Der Rad- und Gehweg am Koblenzer Moselufer soll für 3,8 Millionen Euro ausgebaut werden. Ziel ist mehr Sicherheit für Radfahrer und Fußgänger. Dafür müssen auch einige Bäume weichen.

3,8 Millionen Euro für Koblenzer Moselufer-Ausbau: Das ist geplant

Die Stadt Koblenz plant den Ausbau des Geh- und Radweges entlang des südlichen Moselufers. Wie die Stadtverwaltung mitteilt, soll der 2,3 Kilometer lange Abschnitt zwischen der Gülser Eisenbahnbrücke und der Peter-Klöckner-Straße erneuert und verbreitert werden.

Das Ziel des Vorhabens ist es, die Verkehrssicherheit zu erhöhen und einen durchgängigen Weg für Fußgänger und Radfahrer zwischen Lay und dem Deutschen Eck zu schaffen. Der bestehende Weg, der sogenannte Leinpfad, ist laut Stadtverwaltung zu schmal für die gemeinsame Nutzung und weist Schäden wie Wurzelaufbrüche auf.

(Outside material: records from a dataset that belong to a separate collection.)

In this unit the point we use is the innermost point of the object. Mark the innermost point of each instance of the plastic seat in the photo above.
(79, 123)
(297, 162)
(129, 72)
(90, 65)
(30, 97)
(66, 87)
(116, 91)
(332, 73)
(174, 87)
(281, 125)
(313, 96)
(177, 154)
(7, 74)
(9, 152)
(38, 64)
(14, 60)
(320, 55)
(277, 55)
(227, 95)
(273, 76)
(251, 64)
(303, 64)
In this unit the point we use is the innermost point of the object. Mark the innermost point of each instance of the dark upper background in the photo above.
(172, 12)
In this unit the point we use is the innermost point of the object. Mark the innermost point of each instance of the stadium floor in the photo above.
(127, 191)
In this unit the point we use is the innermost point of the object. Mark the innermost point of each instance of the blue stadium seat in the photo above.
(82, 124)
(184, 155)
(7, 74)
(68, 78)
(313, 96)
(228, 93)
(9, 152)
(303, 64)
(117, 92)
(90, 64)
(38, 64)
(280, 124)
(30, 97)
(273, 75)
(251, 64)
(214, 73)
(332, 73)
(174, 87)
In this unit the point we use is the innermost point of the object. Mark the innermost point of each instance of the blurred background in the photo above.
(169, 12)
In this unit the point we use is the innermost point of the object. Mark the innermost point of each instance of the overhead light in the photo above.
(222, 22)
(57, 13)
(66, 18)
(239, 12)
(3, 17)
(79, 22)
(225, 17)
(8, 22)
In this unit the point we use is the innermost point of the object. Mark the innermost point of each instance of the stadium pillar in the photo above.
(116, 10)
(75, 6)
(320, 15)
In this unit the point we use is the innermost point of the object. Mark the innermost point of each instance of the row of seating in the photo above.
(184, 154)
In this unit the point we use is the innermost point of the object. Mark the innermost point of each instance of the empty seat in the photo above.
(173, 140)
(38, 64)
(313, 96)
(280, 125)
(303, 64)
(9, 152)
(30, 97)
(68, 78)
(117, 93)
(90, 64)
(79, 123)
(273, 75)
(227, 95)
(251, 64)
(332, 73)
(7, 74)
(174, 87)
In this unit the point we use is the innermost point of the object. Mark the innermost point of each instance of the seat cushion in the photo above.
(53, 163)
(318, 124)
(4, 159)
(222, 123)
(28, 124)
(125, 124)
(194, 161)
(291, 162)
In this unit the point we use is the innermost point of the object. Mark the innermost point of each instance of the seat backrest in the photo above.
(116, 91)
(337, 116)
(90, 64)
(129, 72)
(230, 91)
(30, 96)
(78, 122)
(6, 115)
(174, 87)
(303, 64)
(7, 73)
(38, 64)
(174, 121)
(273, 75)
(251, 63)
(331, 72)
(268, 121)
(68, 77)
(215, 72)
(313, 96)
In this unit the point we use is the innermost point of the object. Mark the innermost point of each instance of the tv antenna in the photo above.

Der Weg soll künftig auf bis zu 3,50 Meter verbreitert werden. Die Maßnahme ist Teil des Verkehrsentwicklungsplans der Stadt Koblenz, der die Sicherheit des Fuß- und Radverkehrs in den Vordergrund stellt. Die aktuelle Situation sei für Radfahrer ungünstig, da die Fahrbahn der Bundesstraße 49 stadtauswärts keinen Radschutzstreifen zulässt. Radfahrende müssen sich daher zwischen dem schmalen Uferweg und der Fahrbahn entscheiden.

Bäume müssen weichen

Im Zuge des Ausbaus müssen 29 Bäume entfernt werden. Laut Stadtverwaltung weisen 19 davon bereits starke Trockenschäden auf. Als Ersatz sollen neue, klimaangepasste Baumarten gepflanzt werden. Die bestehende Platanen-Allee in dem Gebiet soll vollständig erhalten bleiben.

Die Kosten für das Projekt werden auf rund 3,8 Millionen Euro geschätzt. Die Stadt arbeitet derzeit an Fördergeldanträgen. Bevor die Bauarbeiten frühestens im Oktober 2027 beginnen können, ist eine weitere Informationsveranstaltung für Bürger geplant.